Um memorando divulgado nesta segunda-feira (28) pelo Escritório de Gestão de Pessoal (OPM), sob a administração de Donald Trump, abriu espaço para que servidores federais expressem livremente suas convicções religiosas dentro do ambiente de trabalho. A medida, que já vem repercutindo em diversos setores da sociedade norte-americana, reacende o debate sobre os limites entre liberdade de fé e a laicidade do Estado.

De acordo com o documento assinado por Scott Kupor, diretor do OPM, os funcionários podem compartilhar crenças com colegas, realizar orações individuais ou coletivas (desde que fora do expediente) e até mesmo manter símbolos religiosos em suas mesas. O texto ressalta, no entanto, que essas manifestações não devem se tornar assédio ou impor constrangimento a quem não compartilha da mesma fé.

A CNN destacou que, pelo novo entendimento, um servidor pode dialogar com colegas sobre religião, defendendo sua crença ou incentivando outros a repensarem suas convicções. Contudo, se o interlocutor pedir que a conversa seja interrompida, o funcionário é obrigado a respeitar a solicitação.

Entre os exemplos citados pelo governo, estão situações como um guarda florestal conduzindo uma oração durante visita a um parque nacional ou um médico orando com um paciente em hospital de veteranos. Para os defensores da medida, trata-se de um passo importante em direção à valorização da espiritualidade como parte da vida social.

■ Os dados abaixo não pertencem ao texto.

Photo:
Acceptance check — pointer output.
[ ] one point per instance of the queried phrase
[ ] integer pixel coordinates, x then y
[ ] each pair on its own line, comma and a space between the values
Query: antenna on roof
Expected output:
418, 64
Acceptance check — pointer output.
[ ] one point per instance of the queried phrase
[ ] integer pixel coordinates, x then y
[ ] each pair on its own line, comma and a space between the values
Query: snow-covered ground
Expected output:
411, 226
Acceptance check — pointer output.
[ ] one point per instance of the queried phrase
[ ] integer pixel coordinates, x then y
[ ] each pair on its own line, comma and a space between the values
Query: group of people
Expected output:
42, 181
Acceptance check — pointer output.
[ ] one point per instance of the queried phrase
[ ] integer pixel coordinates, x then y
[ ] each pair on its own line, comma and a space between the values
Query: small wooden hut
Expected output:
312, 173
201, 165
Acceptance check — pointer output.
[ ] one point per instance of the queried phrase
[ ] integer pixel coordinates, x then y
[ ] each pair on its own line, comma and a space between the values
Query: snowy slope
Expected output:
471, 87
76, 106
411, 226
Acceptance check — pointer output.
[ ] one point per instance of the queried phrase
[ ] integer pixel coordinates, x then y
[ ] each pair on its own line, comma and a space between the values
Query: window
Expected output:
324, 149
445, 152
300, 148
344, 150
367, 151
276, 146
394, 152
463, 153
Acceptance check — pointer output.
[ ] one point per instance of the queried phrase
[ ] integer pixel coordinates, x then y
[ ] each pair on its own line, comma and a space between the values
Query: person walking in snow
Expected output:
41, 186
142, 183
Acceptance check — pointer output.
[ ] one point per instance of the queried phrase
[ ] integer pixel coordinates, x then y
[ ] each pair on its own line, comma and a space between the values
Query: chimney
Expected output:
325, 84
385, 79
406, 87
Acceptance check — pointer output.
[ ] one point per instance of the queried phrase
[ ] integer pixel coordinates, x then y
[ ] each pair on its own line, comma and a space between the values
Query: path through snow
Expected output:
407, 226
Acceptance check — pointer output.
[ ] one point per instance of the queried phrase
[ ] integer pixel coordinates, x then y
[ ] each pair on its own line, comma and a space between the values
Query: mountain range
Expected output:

No entanto, críticos apontam que a decisão pode abrir espaço para conflitos em repartições públicas e gerar sensação de favorecimento a determinadas religiões, em especial ao cristianismo, maioria nos EUA. O tema volta a expor o esforço de Trump em reforçar sua bandeira de apoio às comunidades religiosas. Nos últimos anos, ele já havia criado uma Comissão de Liberdade Religiosa e instituído uma força-tarefa contra o preconceito anticristão.

A legislação norte-americana já garantia, desde 1964, proteção contra discriminação religiosa no ambiente de trabalho por meio do Título VII da Lei dos Direitos Civis. A novidade está na ênfase do governo em tornar o local de trabalho “acolhedor para americanos de todas as religiões”, como declarou Kupor.

Se, por um lado, a decisão é celebrada como vitória da liberdade religiosa, por outro, levanta questionamentos sobre os limites entre expressão individual e neutralidade estatal — um dilema que promete se intensificar nos próximos meses.